“Are you quite decided, and is there no chance of any change in my favor?”

“I am quite decided, Mr. Headstone, and I am bound to answer I am certain there is none.”

“Then,” said he, suddenly changing his tone and turning to her, and bringing his clenched hand down upon the stone with a force that laid the knuckles raw and bleeding; “then I hope that I may never kill him!”

The dark look of hatred and revenge with which the words broke from his livid lips, and with which he stood holding out his smeared hand as if it held some weapon and had just struck a mortal blow, made her so afraid of him that she turned to run away. But he caught her by the arm.

“Mr. Headstone, let me go. Mr. Headstone, I must call for help!”

“It is I who should call for help,” he said; “you don’t know yet how much I need it.”

The working of his face as she shrank from it, glancing round for her brother and uncertain what to do, might have extorted a cry from her in another instant; but all at once he sternly stopped it and fixed it, as if Death itself had done so.

“There! You see I have recovered myself. Hear me out.”

With much of the dignity of courage, as she recalled her self-reliant life and her right to be free from accountability to this man, she released her arm from his grasp and stood looking full at him. She had never been so handsome, in his eyes. A shade came over them while he looked back at her, as if she drew the very light out of them to herself.

“This time, at least, I will leave nothing unsaid,” he went on, folding his hands before him, clearly to prevent his being betrayed into any impetuous gesture; “this last time at least I will not be tortured with after- thoughts of a lost opportunity. Mr. Eugene Wrayburn.”

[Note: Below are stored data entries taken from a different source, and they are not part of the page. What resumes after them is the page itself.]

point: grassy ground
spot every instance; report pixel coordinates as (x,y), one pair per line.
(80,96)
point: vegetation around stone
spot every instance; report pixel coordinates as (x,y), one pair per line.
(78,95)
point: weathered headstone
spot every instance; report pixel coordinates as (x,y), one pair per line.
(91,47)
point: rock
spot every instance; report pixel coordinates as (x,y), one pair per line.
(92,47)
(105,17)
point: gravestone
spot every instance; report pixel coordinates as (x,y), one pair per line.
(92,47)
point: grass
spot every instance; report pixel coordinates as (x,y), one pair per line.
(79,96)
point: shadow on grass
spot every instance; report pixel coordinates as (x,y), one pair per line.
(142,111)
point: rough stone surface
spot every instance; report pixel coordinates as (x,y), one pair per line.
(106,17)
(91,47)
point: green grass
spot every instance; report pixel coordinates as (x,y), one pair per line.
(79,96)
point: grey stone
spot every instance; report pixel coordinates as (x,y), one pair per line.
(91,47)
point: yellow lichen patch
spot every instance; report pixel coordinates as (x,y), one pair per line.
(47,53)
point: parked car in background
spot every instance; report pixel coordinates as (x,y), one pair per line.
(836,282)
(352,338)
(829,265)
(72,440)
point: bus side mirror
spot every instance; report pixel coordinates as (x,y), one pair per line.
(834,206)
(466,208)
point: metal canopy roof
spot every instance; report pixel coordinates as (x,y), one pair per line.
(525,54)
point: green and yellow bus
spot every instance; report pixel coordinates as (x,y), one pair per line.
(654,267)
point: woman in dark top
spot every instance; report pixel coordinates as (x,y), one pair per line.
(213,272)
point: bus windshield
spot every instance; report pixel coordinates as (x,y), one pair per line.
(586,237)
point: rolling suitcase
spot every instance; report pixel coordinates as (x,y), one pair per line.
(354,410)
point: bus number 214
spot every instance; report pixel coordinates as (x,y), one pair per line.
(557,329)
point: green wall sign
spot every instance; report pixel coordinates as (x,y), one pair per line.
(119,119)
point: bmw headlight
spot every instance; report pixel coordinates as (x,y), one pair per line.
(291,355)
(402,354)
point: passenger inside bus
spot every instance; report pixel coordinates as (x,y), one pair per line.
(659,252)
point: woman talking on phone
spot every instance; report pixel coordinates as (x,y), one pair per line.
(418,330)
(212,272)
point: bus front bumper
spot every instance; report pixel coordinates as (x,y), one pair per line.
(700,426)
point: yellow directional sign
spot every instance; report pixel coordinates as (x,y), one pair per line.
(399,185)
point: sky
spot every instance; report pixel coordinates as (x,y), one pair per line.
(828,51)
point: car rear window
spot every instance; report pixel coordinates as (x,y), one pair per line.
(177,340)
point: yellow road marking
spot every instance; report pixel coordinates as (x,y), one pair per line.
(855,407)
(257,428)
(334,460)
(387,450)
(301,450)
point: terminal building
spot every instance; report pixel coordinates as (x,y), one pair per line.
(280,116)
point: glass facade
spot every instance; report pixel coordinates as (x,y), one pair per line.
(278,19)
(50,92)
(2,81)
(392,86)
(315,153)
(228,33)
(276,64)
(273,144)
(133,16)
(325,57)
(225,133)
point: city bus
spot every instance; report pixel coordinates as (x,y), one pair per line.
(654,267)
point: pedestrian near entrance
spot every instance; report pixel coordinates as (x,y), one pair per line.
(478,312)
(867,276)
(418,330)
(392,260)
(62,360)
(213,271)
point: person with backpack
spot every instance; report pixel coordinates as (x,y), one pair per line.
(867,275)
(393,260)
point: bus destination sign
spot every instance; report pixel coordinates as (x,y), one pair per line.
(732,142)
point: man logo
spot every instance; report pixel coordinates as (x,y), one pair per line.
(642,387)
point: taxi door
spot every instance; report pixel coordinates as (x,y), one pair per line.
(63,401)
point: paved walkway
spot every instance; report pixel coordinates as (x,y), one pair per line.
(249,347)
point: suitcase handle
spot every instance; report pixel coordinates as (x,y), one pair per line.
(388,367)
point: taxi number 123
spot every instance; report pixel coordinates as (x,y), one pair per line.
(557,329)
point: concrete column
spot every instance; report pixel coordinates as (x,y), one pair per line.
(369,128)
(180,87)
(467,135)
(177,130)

“Was it of him you spoke in your ungovernable rage and violence?” Lizzie Hexam demanded with spirit.

He bit his lip, and looked at her, and said never a word.

“Was it Mr. Wrayburn that you threatened?”

He bit his lip again, and looked at her, and said never a word.

“You asked me to hear you out, and you will not speak. Let me find my brother.”

“Stay! I threatened no one.”

Her look dropped for an instant to his bleeding hand. He lifted it to his mouth, wiped it on his sleeve, and again folded it over the other. “Mr. Eugene Wrayburn,” he repeated.

“Why do you mention that name again and again, Mr. Headstone?”

“Because it is the text of the little I have left to say. Observe! There are no threats in it. If I utter a threat, stop me, and fasten it upon me. Mr. Eugene Wrayburn.”

A worse threat than was conveyed in his manner of uttering the name, could hardly have escaped him.

“He haunts you. You accept favors from him. You are willing enough to listen to him. I know it, as well as he does.”


  By PanEris using Melati.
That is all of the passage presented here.